The result is that the empire can no longer pay for enough of the professional troops it needs to fulfil its self-assumed imperial tasks. It cannot introduce conscription because of the general demilitarization of society and also because elite youths are no longer prepared to set an example of leadership and sacrifice by serving themselves. The result is that the U.S. is incapable of waging more wars of occupation, such as in Iraq. It can defeat other states in battle easily enough but it cannot turn them into loyal or stable allies. War therefore means simply creating more and more areas of anarchy and breeding grounds for terrorism.
It is important to note that this U.S. weakness affects not only the ambitions of the Bush administration, but also geopolitical stances wholly shared by the Democrats. The Bush administration deserves to be savagely criticized for the timing and the conduct of the Iraq war. Future historians may, however, conclude that President Bill Clinton's strategy of the 1990s would also have made the conquest of Iraq unavoidable sooner or later; and that given the realities of Iraqi society and history, the results would not have been significantly less awful. For that matter, can present U.S. strategy against Iran -- supported by both parties -- be sustained permanently without war? Indeed, given the nature of the Middle East, may it not be that any power wishing to exercise hegemony in the region would have to go to war at regular intervals in defense of its authority or its local clients?
Furthermore, the relative decline in U.S. economic independence means that, unlike in 1917 or 1941, really serious war risks U.S. economic disaster. Even a limited U.S.-Chinese clash over Taiwan would be likely to produce catastrophic economic consequences for both sides.

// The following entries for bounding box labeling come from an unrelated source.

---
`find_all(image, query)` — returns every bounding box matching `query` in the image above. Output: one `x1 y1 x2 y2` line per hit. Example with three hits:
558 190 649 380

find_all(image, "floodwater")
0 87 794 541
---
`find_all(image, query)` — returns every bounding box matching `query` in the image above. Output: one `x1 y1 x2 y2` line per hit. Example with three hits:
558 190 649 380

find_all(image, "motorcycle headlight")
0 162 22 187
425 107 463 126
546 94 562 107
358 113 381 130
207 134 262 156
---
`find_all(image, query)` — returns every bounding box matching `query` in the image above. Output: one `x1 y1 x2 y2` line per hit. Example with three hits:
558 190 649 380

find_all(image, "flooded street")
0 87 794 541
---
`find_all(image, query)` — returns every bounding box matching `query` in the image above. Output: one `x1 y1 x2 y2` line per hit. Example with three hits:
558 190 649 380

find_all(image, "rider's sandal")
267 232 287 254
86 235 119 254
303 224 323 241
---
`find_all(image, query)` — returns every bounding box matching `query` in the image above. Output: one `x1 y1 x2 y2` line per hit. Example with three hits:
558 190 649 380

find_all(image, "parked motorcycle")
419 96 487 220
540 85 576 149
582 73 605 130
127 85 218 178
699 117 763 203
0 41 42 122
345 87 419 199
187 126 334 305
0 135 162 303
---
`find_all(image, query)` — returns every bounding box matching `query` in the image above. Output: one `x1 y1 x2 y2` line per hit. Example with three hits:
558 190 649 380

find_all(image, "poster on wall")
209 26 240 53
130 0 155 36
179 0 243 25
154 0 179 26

In theory, the desirable U.S. response to its imperial overstretch is simple and has been advocated by some leading independent U.S. thinkers such as Professor Stephen Walt of Harvard [*Taming American Power: The Global Response to U.S. Primacy* (W.W. Norton, 2005)]. It is to fall back on "offshore balancing," intended to create regional coalitions against potential aggressors and, when possible, regional consensuses in support of order and stability. Not just a direct military presence, but direct military commitments and alliances should be avoided wherever possible.

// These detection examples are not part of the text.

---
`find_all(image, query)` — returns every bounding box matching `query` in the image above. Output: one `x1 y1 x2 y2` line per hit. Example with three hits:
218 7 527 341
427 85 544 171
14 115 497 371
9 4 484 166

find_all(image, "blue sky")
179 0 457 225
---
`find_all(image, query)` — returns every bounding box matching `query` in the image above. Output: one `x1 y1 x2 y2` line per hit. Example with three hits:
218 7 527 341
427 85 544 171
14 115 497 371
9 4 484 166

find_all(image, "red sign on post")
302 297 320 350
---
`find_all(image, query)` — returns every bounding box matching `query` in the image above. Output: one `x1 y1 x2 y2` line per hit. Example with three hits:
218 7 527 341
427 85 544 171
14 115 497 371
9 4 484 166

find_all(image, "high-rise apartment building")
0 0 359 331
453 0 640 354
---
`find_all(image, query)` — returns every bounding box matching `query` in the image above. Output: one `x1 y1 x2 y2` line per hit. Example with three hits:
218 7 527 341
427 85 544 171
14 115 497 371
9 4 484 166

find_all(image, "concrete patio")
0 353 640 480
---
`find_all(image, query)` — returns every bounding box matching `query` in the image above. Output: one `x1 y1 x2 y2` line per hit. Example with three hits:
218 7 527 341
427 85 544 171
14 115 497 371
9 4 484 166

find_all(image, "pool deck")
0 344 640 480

When, however, one traces what this might mean in practice in various parts of the world, it becomes clear how utterly unacceptable much of this approach would be to the entire existing U.S. political order. In the former Soviet Union, it could mean accepting a qualified form of Russian sphere of influence. In Asia, it could mean backing Japan and other countries against any Chinese aggression, but also defusing the threat of confrontation with China by encouraging the reintegration of Taiwan into the mainland. In the Middle East, it could involve separating U.S. goals from Israeli ones and seeking détente with Iran.

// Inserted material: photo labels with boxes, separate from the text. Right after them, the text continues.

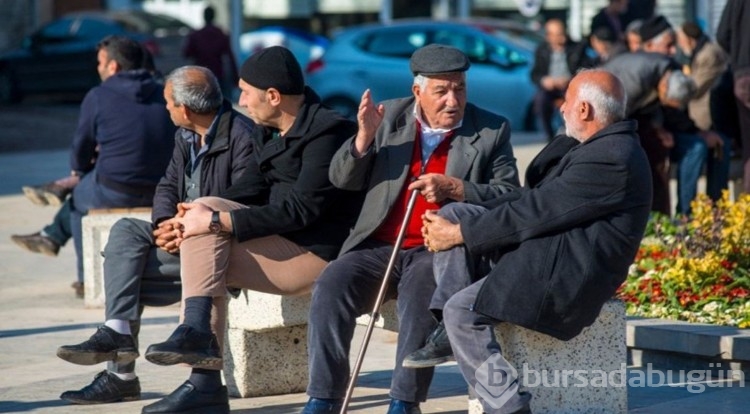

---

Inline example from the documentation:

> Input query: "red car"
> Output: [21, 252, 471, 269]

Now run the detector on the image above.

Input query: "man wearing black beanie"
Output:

Impossible today, some at least of these moves may, however, prove inescapable in a generation's time. For it is pointless to dream of long maintaining an American empire for which most Americans will neither pay nor fight. My fear though is that, rather than as a result of carefully planned and peaceful strategy, this process may occur through disastrous defeats, in the course of which American global power will not be qualified but destroyed altogether, with potentially awful consequences for the world.
--The writer is a senior research fellow at the New America Foundation. His latest book is *America Right or Wrong: An Anatomy of American Nationalism*.